By Sharon Dodua Otoo

I think a sentence is a fine thing to put a preposition at the end of.
(William Zinsser)

We’ve got to talk about prepositions, for without them we would literally not know where we are. Prepositions might not give us purpose – they are not as amazing as verbs – but at least they give us location. And if you think the English prepositions are good, wait until we get to the German ones! Some of them are twice as nice. But before I get to those two-way prepositions, I must take a short detour into the world of accusative and dative. Yes. I too had hoped that I could get away with writing a column on German grammar without mentioning its case system. But I was wrong.

So many articles

When I first began to learn German, it was a challenge to get my head around the concept of there being three words for “the” depending on the grammatical gender of a noun (what?!). But I got used to it pretty fast. Little did I know that in that particular grammar lesson, my teacher was holding back. Not only does the German language have the articles “der”, “die” and “das”, but I was soon to find that it also has “den”, “dem” and “des”, depending on which grammatical part of the sentence the article appeared in. I may have cried on that day. These grammatical parts are called “cases” (we have them in English too, we just don’t show off about them as much in English, as we do in German).
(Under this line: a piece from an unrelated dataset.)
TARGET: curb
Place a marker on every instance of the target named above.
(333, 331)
In total there are four cases in German: nominative, accusative, dative and genitive (some claim that the genitive is fading out, but I am clasping onto it firmly with both hands, for it is the German language’s most elegant case). And because to some extent, word order is not so important in German, the correct use of the cases is vital. For example, in English the sentence: “the dog bites the boy” definitely does not mean the same thing as “the boy bites the dog”. In German however these two sentences are identical: “der Hund beißt den Jungen” and “den Jungen beißt der Hund”. English-speaking learners of German often need some time to understand the exact meaning of the German sentences, because they are not so focused on the definite article. On the other hand, first-language speakers of German derive clarity about what or who is doing the biting, from the grammatical case: the dog (the subject) is in the nominative case and the boy (the object) is in the accusative case. OK, so back to the prepositions.

Dative? Accusative?

There are some prepositions in German which always take the dative case. I guess I will never, ever forget our German class reciting: “aus, bei, mit, nach, seit, von, zu, take the dative I know they do!” And I will also always smirk when I remember we used to add “and gegenüber!” at the end, because that was the one dative preposition which didn’t fit neatly into the rhyme. There are five prepositions which always take the accusative case: durch, für, gegen, ohne and um – for some reason, I never bothered to learn them. Maybe because I don't take the accusative case seriously (why does it need a whole new name when it's almost identical to the nominative?) Anyway, the real mind-blowers are those sneaky prepositions which have the cheek to take the accusative case AND the dative case, depending on whether a subject is fixed or moving in relation to an object. In English we might need a whole different word to show something which in German can be expressed simply in the difference between an “-n” or an “-m”. 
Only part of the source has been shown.